Concourse without dockerhub

Hi concourse community,

We’re currently starting to use concourse for deploying our pipelines for a company in the banking sector. As you can imagine, security in the banking sector is quite strict and we are not allowed to directly access the dockerhub images in absolutely no way.

Our setup: We use kubernetes (EKS) on AWS and use the helm chart to install concourse. All necessary (resource) images are mirrored locally to ECR. The concourse worker pods have an AWS worker role allowing access to ECR (roles distributed through kube2iam)

Our idea to run pipelines on concourse without access to dockerhub was to mirror all resource types docker images, and define them locally in the concourse pipeline yaml files. Below is an example of a pipeline file:

resource_types:
  - name: docker-image-resource
    type: docker-image
    privileged: true
    source:
      repository: some_account_id.dkr.ecr.some_region.amazonaws.com/docker-image-resource
      tag: 1.3.1
      aws_access_key_id: ((build-role-credentials.AccessKeyId))
      aws_secret_access_key: ((build-role-credentials.SecretAccessKey))
      aws_session_token: ((build-role-credentials.SessionToken))

jobs:
  - name: job
    plan:
      - task: simple-task
        config:
          platform: linux
          image_resource:
            type: docker-image-resource
            source:
              repository: some_account_id.dkr.ecr.some_region.amazonaws.com/cicd-image
              tag: 0.0.1
              aws_access_key_id: ((build-role-credentials.AccessKeyId))
              aws_secret_access_key: ((build-role-credentials.SecretAccessKey))
              aws_session_token: ((build-role-credentials.SessionToken))
          run:
            path: echo
            args: ["Hello, world!"]

What we see is the following error in the simple-task logs:

resource script '/opt/resource/check []' failed: exit status 1

stderr:
failed to get ECR credentials: credentials not found in native keychain

I find it very confusing that the resource type definition depends on a resource_type that requires probably a dockerhub image to start from. It feels there is a chicken or egg problem for this particular definition and I am wondering how this would work in practice. Concourse unfortunately offers very limited debugging possibilities (to my knowledge) to find out what the issue might be. Are in concourse the default resources part of the concourse worker images, or are they pulled from dockerhub?

Can someone with some deep knowledge about how this works help me out on how to set up a concourse environment without dockerhub access or any internet access whatsoever? That would be greatly appreciated. We are struggling with this some time and if we can’t find a solution to this problem we will probably have to migrate to another build tool as Jenkins (God forbid!) Maybe we are doing something awfully wrong here, but we fail to pinpoint where this might be.

kind regards,
-Kristof

The default set of core images, including docker-image and registry-image, are distributed with the workers. We’ll be changing this soon; we want to strip down the distribution size by taking most of them out, but we’ll always at least have a resource type that’s able to fetch images, otherwise it’s a bit of a chicken-egg problem as you said.

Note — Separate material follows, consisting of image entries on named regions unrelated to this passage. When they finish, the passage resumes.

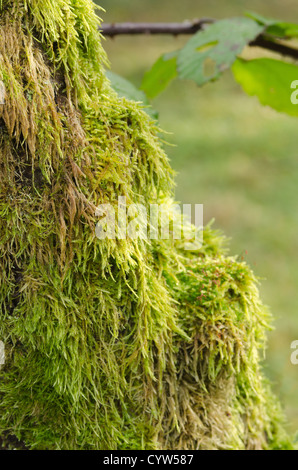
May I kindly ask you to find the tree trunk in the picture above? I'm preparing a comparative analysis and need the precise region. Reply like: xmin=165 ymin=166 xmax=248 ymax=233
xmin=0 ymin=0 xmax=291 ymax=450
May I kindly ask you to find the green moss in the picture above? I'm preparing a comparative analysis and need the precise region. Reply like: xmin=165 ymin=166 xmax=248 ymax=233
xmin=0 ymin=0 xmax=291 ymax=449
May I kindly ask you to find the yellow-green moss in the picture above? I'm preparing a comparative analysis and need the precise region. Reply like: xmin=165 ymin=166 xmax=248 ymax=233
xmin=0 ymin=0 xmax=291 ymax=449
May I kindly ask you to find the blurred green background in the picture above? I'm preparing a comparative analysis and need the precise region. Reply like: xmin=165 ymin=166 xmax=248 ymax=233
xmin=97 ymin=0 xmax=298 ymax=431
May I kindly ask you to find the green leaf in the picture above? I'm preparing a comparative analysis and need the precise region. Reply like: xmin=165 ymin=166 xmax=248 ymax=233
xmin=232 ymin=59 xmax=298 ymax=116
xmin=106 ymin=70 xmax=158 ymax=119
xmin=246 ymin=11 xmax=298 ymax=38
xmin=141 ymin=51 xmax=178 ymax=99
xmin=177 ymin=18 xmax=264 ymax=86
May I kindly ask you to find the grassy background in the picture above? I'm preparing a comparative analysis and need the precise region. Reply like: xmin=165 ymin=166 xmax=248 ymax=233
xmin=98 ymin=0 xmax=298 ymax=431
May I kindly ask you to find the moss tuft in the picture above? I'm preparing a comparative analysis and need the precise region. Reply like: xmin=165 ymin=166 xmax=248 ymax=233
xmin=0 ymin=0 xmax=291 ymax=450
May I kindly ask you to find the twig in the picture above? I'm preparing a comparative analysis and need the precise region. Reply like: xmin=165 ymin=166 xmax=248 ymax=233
xmin=100 ymin=18 xmax=298 ymax=60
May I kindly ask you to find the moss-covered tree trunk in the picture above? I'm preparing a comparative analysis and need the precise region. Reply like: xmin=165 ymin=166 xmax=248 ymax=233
xmin=0 ymin=0 xmax=290 ymax=450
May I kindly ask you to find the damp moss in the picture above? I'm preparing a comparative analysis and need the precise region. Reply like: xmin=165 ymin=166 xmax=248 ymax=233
xmin=0 ymin=0 xmax=292 ymax=450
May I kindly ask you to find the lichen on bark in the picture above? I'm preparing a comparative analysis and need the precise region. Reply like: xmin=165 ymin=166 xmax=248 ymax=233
xmin=0 ymin=0 xmax=291 ymax=450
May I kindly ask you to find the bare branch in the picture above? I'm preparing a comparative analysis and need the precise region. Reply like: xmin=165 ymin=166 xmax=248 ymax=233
xmin=100 ymin=18 xmax=214 ymax=37
xmin=100 ymin=18 xmax=298 ymax=60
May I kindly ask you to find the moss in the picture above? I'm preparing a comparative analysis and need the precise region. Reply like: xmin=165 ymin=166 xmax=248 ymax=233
xmin=0 ymin=0 xmax=291 ymax=449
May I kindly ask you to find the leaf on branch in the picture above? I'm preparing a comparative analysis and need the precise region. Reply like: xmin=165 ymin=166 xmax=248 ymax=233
xmin=232 ymin=58 xmax=298 ymax=116
xmin=141 ymin=51 xmax=178 ymax=99
xmin=246 ymin=11 xmax=298 ymax=38
xmin=177 ymin=18 xmax=265 ymax=86
xmin=106 ymin=70 xmax=158 ymax=119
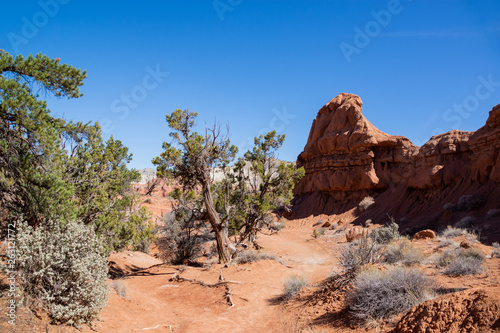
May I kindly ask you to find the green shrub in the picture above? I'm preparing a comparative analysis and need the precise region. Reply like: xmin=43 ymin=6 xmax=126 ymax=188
xmin=436 ymin=247 xmax=485 ymax=276
xmin=157 ymin=198 xmax=210 ymax=264
xmin=346 ymin=267 xmax=435 ymax=322
xmin=234 ymin=250 xmax=284 ymax=265
xmin=111 ymin=280 xmax=130 ymax=299
xmin=383 ymin=239 xmax=424 ymax=266
xmin=313 ymin=228 xmax=326 ymax=238
xmin=358 ymin=196 xmax=375 ymax=212
xmin=283 ymin=275 xmax=309 ymax=300
xmin=17 ymin=221 xmax=108 ymax=325
xmin=370 ymin=221 xmax=401 ymax=244
xmin=327 ymin=236 xmax=380 ymax=290
xmin=441 ymin=226 xmax=468 ymax=238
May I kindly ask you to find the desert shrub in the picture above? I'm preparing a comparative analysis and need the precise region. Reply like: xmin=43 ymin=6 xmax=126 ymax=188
xmin=268 ymin=221 xmax=286 ymax=232
xmin=455 ymin=216 xmax=476 ymax=229
xmin=444 ymin=257 xmax=483 ymax=276
xmin=234 ymin=250 xmax=283 ymax=265
xmin=327 ymin=236 xmax=380 ymax=290
xmin=157 ymin=189 xmax=212 ymax=264
xmin=283 ymin=275 xmax=309 ymax=300
xmin=441 ymin=226 xmax=467 ymax=238
xmin=17 ymin=220 xmax=108 ymax=325
xmin=383 ymin=239 xmax=424 ymax=266
xmin=111 ymin=280 xmax=130 ymax=299
xmin=437 ymin=238 xmax=456 ymax=249
xmin=486 ymin=208 xmax=500 ymax=219
xmin=443 ymin=202 xmax=456 ymax=211
xmin=455 ymin=194 xmax=483 ymax=211
xmin=370 ymin=221 xmax=401 ymax=244
xmin=313 ymin=228 xmax=326 ymax=238
xmin=358 ymin=196 xmax=375 ymax=212
xmin=436 ymin=247 xmax=485 ymax=276
xmin=346 ymin=267 xmax=435 ymax=322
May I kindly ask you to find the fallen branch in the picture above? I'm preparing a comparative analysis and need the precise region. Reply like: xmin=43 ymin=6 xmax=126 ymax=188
xmin=219 ymin=269 xmax=234 ymax=308
xmin=169 ymin=274 xmax=243 ymax=288
xmin=142 ymin=325 xmax=172 ymax=331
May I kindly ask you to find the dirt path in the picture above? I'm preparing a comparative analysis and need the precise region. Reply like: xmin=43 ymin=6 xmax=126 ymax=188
xmin=84 ymin=217 xmax=334 ymax=332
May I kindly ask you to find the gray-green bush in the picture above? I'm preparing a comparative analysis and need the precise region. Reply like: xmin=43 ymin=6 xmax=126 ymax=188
xmin=370 ymin=221 xmax=401 ymax=244
xmin=16 ymin=220 xmax=108 ymax=325
xmin=283 ymin=275 xmax=309 ymax=300
xmin=346 ymin=267 xmax=435 ymax=322
xmin=383 ymin=239 xmax=424 ymax=266
xmin=234 ymin=250 xmax=284 ymax=265
xmin=358 ymin=196 xmax=375 ymax=212
xmin=436 ymin=247 xmax=485 ymax=276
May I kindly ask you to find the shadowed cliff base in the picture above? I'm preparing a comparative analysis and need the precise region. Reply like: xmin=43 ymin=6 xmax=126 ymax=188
xmin=290 ymin=93 xmax=500 ymax=242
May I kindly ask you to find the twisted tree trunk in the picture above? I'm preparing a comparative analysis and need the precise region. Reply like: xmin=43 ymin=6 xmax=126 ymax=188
xmin=203 ymin=184 xmax=231 ymax=264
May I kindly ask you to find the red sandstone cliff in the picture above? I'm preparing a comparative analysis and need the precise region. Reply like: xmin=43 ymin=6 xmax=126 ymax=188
xmin=294 ymin=93 xmax=500 ymax=239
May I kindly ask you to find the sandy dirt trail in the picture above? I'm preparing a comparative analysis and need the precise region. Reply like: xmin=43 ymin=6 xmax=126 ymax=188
xmin=88 ymin=221 xmax=335 ymax=332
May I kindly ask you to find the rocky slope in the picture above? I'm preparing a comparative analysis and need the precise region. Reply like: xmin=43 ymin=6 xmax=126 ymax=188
xmin=293 ymin=93 xmax=500 ymax=241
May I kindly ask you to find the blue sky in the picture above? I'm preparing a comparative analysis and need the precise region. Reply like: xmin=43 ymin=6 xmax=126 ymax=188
xmin=0 ymin=0 xmax=500 ymax=168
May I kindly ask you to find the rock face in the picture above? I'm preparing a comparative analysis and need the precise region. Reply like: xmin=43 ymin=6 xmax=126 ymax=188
xmin=294 ymin=93 xmax=500 ymax=238
xmin=393 ymin=288 xmax=500 ymax=333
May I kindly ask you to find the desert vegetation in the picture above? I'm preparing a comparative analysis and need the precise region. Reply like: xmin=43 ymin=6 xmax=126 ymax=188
xmin=0 ymin=50 xmax=500 ymax=332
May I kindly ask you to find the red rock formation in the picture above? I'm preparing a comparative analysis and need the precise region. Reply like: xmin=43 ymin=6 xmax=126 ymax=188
xmin=294 ymin=93 xmax=500 ymax=239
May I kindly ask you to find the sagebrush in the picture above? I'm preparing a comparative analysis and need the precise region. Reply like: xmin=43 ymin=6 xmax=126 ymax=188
xmin=383 ymin=239 xmax=425 ymax=266
xmin=17 ymin=220 xmax=108 ymax=325
xmin=283 ymin=275 xmax=309 ymax=300
xmin=370 ymin=220 xmax=401 ymax=244
xmin=346 ymin=267 xmax=435 ymax=322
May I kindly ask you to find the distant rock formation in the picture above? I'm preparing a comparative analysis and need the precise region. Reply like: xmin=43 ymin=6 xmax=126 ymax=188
xmin=293 ymin=93 xmax=500 ymax=239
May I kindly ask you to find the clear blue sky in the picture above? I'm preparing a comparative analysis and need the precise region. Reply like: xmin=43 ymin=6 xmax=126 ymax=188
xmin=0 ymin=0 xmax=500 ymax=169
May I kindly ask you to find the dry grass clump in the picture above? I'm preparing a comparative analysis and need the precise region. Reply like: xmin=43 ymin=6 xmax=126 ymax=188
xmin=441 ymin=226 xmax=477 ymax=240
xmin=111 ymin=280 xmax=130 ymax=299
xmin=282 ymin=275 xmax=309 ymax=300
xmin=327 ymin=236 xmax=380 ymax=291
xmin=370 ymin=220 xmax=401 ymax=244
xmin=346 ymin=267 xmax=435 ymax=323
xmin=435 ymin=247 xmax=485 ymax=276
xmin=437 ymin=238 xmax=457 ymax=249
xmin=233 ymin=250 xmax=284 ymax=265
xmin=312 ymin=228 xmax=326 ymax=238
xmin=383 ymin=239 xmax=425 ymax=266
xmin=358 ymin=196 xmax=375 ymax=213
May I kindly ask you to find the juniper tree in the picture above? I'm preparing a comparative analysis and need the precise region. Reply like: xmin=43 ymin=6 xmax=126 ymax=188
xmin=152 ymin=109 xmax=238 ymax=263
xmin=0 ymin=50 xmax=152 ymax=250
xmin=152 ymin=109 xmax=304 ymax=263
xmin=218 ymin=131 xmax=304 ymax=242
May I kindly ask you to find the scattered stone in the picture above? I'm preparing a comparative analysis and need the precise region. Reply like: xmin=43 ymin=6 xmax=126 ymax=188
xmin=413 ymin=229 xmax=436 ymax=239
xmin=345 ymin=226 xmax=366 ymax=243
xmin=321 ymin=221 xmax=332 ymax=228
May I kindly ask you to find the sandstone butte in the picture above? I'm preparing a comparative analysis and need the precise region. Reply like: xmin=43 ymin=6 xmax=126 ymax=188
xmin=290 ymin=93 xmax=500 ymax=242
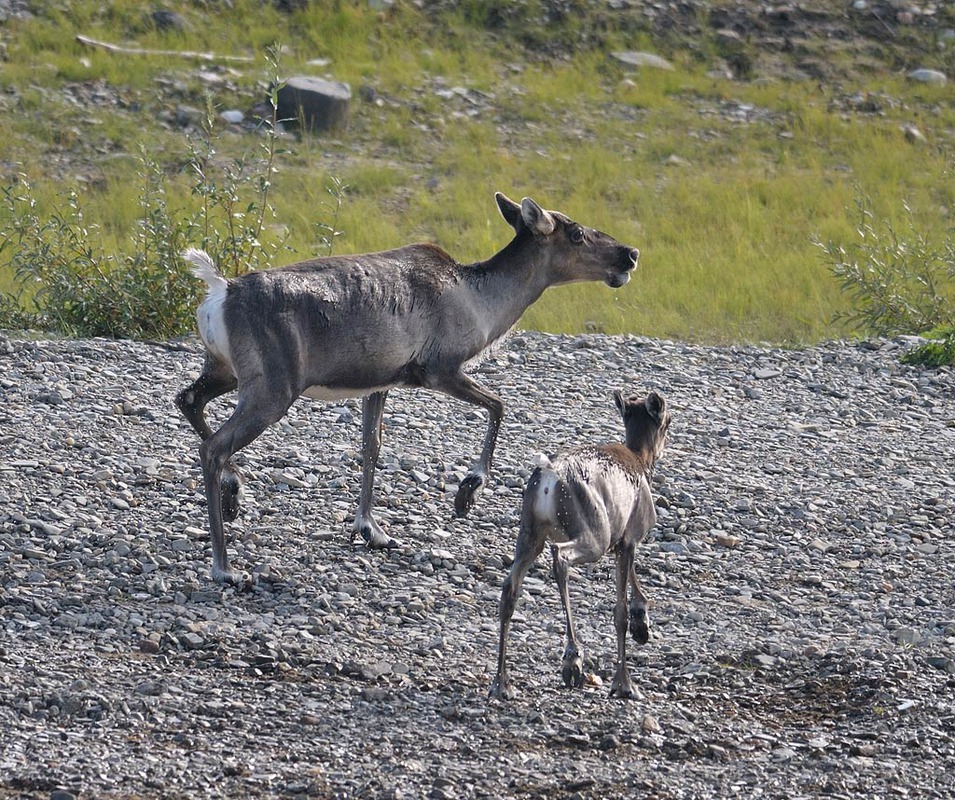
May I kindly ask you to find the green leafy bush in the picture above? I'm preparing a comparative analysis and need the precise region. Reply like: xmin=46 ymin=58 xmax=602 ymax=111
xmin=816 ymin=198 xmax=955 ymax=336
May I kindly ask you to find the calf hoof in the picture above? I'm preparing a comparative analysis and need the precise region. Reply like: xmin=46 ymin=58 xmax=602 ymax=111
xmin=560 ymin=656 xmax=584 ymax=689
xmin=487 ymin=676 xmax=517 ymax=700
xmin=454 ymin=472 xmax=485 ymax=517
xmin=219 ymin=472 xmax=242 ymax=522
xmin=630 ymin=608 xmax=650 ymax=644
xmin=610 ymin=672 xmax=637 ymax=700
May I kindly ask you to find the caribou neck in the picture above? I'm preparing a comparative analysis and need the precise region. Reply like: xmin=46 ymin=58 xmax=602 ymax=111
xmin=465 ymin=236 xmax=554 ymax=340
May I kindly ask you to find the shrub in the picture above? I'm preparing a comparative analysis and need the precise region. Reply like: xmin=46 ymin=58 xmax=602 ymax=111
xmin=816 ymin=198 xmax=955 ymax=336
xmin=0 ymin=47 xmax=345 ymax=339
xmin=816 ymin=198 xmax=955 ymax=367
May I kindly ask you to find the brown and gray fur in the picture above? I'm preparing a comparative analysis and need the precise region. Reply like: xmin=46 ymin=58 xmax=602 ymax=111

I’m not sure what’s causing the error you’re seeing, since I don’t use the ECR auth functionality, but I have a guess: make sure your worker nodes are configured with access to the ECR credentials and not the web nodes; all resource actions run on the workers.

Hi Vito,
Thanks for your reply. We’ve been able to track down the issue we’ve been facing: The docker-image resource uses the AWS ECR credential helper which uses AWS call’s there are no VPC endpoints for. As we are obliged to use these VPC endpoints in our environment and have no internet access whatsoever (even for internal AWS call’s) this means there still might be an issue. Kubernetes 1.13 (EKS) now supports ECR VPC endpoints which was recently supported. I expect others to start depending more and more on this functionality and as long as the AWS ECR credential provider keeps making call’s there is no endpoint for then this issue might arise. If there is no way to update the default docker-image resource provided with concourse, you might have made concourse virtually unusable in environments that have limited internet access using EKS/ECR, as they will depend heavily on this functionality using resources in ECR. Keep in mind that with your proposed change it will not be that straightforward anymore to use concourse in an environment with no or limited internet access.
Our workaround to this issue was to NOT provide the AWS credentials, but use the registry-image resource and provide it the docker credentials. Therefor be wary of using the ECR credential helper in an environment with ECR VPC endpoints.

Hi @martensk,

Not sure about your setup, but it works for us. I even managed to get it working via squid proxy.

We got it fixed in the end by “asking” broader access to AWS API’s through the company firewall. Problem is related to the fact that these resource images use the aws ecr docker credential helper library. That library makes an ECR call that does not go through our ECR VPC endpoints and therefor the company firewall blocked it. Works like a charm now.